Labor negotiations are typically marked by revolutionary rhetoric followed by incremental gains. For all the pre-game talk about rewriting the economic order, the end result typically looks like three yards and a cloud of dust.
The Writers Guild of America argues that its current negotiation is different, and that it must result in a dramatic overhaul of writer compensation.
Central to that case is the claim that writer pay is declining.
But is it?
The guild has cited internal survey data showing that TV writer-producer weekly pay has dropped 4% (or 23% adjusted for inflation) since 2013.
That claim is subject to some scrutiny.
The guild does not release its full surveys, just a handful of statistics. But taking those at face value, all of the decline occurred between 2013 and 2015.
Since then, median weekly pay is up in nominal terms, and is even up slightly when adjusted for inflation.
The guild began doing surveys with the 2013-14 TV season. But for decades before that, the WGA has been measuring film and TV writer pay based on dues collections, and releasing detailed data tables in its annual reports.
Those figures tell a fairly simple story.
Since 1995, the average writer is doing about the same.
Average writer earnings in 1995, adjusted to 2021 dollars: $261,000.
Average writer earnings in 2021: $260,000.
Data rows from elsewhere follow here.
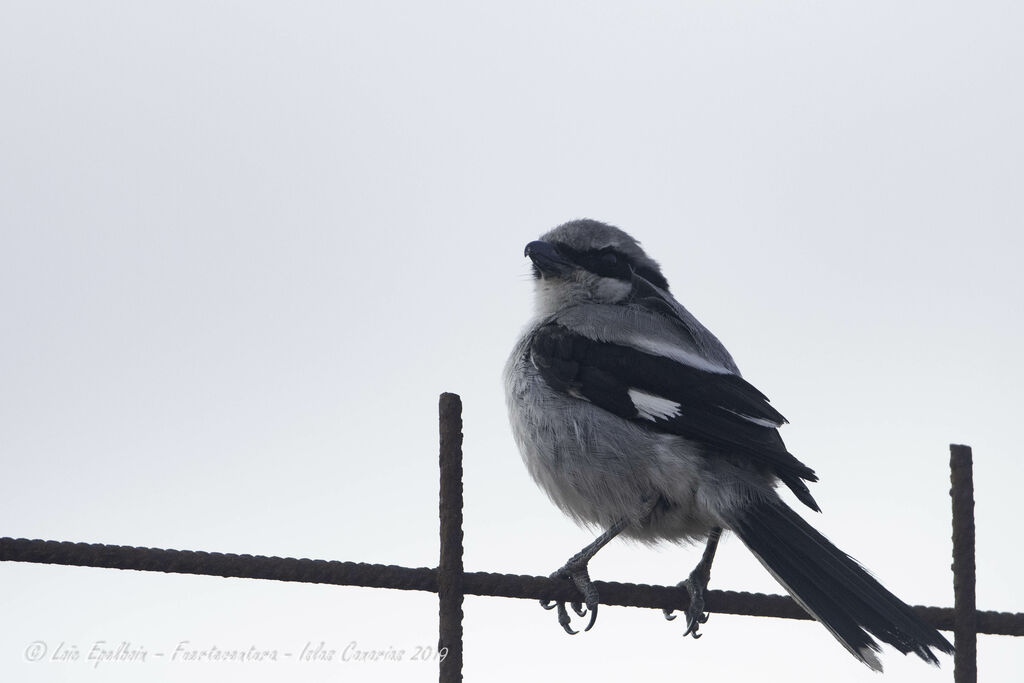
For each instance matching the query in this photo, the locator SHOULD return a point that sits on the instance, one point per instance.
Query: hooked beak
(547, 260)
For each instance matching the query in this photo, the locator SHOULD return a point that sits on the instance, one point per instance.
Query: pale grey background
(245, 245)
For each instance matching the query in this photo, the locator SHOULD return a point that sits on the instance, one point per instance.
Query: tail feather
(833, 587)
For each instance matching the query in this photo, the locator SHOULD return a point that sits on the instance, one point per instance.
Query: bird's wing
(663, 384)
Average earnings do not account for the sizable number of WGA members who, in any given year, earn nothing from writing. The WGA has not released a median annual figure since 2014, when it was $140,000 (in 2021 dollars, for the sake of consistency).
The data also doesn’t factor income from producing, which can lead to much higher paydays.
But looking at the data that is available, the collective stability is notable, given the instability of individual careers and the tectonic shifts that have occurred in the industry over that period.
A generation ago, film writers earned far more than TV writers, on average. But film pay has steadily deteriorated, along with a decline in the number of films released. TV writers’ pay has risen significantly, even accounting for inflation, over the last decade of “Peak TV.”
Now the average TV writer makes more than the average film writer.
Median pay is lower — in film, it’s far lower — but the trend is the same: film down, TV up.
In 2001, median pay in film and TV was roughly the same: $108,000 in TV, $105,000 in film. By 2014, the last year available, median TV writer earnings had grown to $138,000, while median film writer pay had dropped to $77,000 (all in 2021 dollars).
Meanwhile, the number TV writers has increased dramatically, while the number of film writers has remained almost flat. (Some writers work in both mediums, so the total number of working writers is less than the sum of TV and film writers.)
Total spending on all writers has exploded by 50%, from $1 billion in 1995 to $1.5 billion in 2021. It peaked as high as $1.8 billion in 2019, just before the pandemic. (All in 2021 dollars.)
It’s just that, at the same time, the total number of writers also increased by 50%, leaving the average writer in the exact same position as a generation earlier.
The latest annual report was issued last year, and provides data through 2021. It’s not yet known if writer employment and earnings have rebounded from the pandemic. Given the general belt-tightening underway at some studios, it’s possible the 2019 peak may not be seen again for some time.
Because it ends in 2021, the annual report data also does not fully account for the spike in inflation over the last two years, which has led to an erosion of the buying power of guild minimums.
For many years, the guild presented its data as the definitive source on writer pay. But in 2007, a few months before writers went on strike, a caveat made its way into the annual report.
The TV writer-producer figures “do not fully reflect the above-scale amounts paid,” the report stated, before going on to note that above-scale pay had been “under significant pressure,” and that therefore total pay “may have declined in recent years.”
“Downward pressure on overscale pay” has since become a recurring theme. It was mentioned again in the 2017 report. It was cited in 2019 during the WGA’s fight with talent agencies. It’s been cited in 2023 as well.
The evidence for it comes from the member surveys, which show that such downward pressure may have occurred between 2013 and 2015. A WGA spokesman declined to release any further survey data, noting that there is no obligation to do so.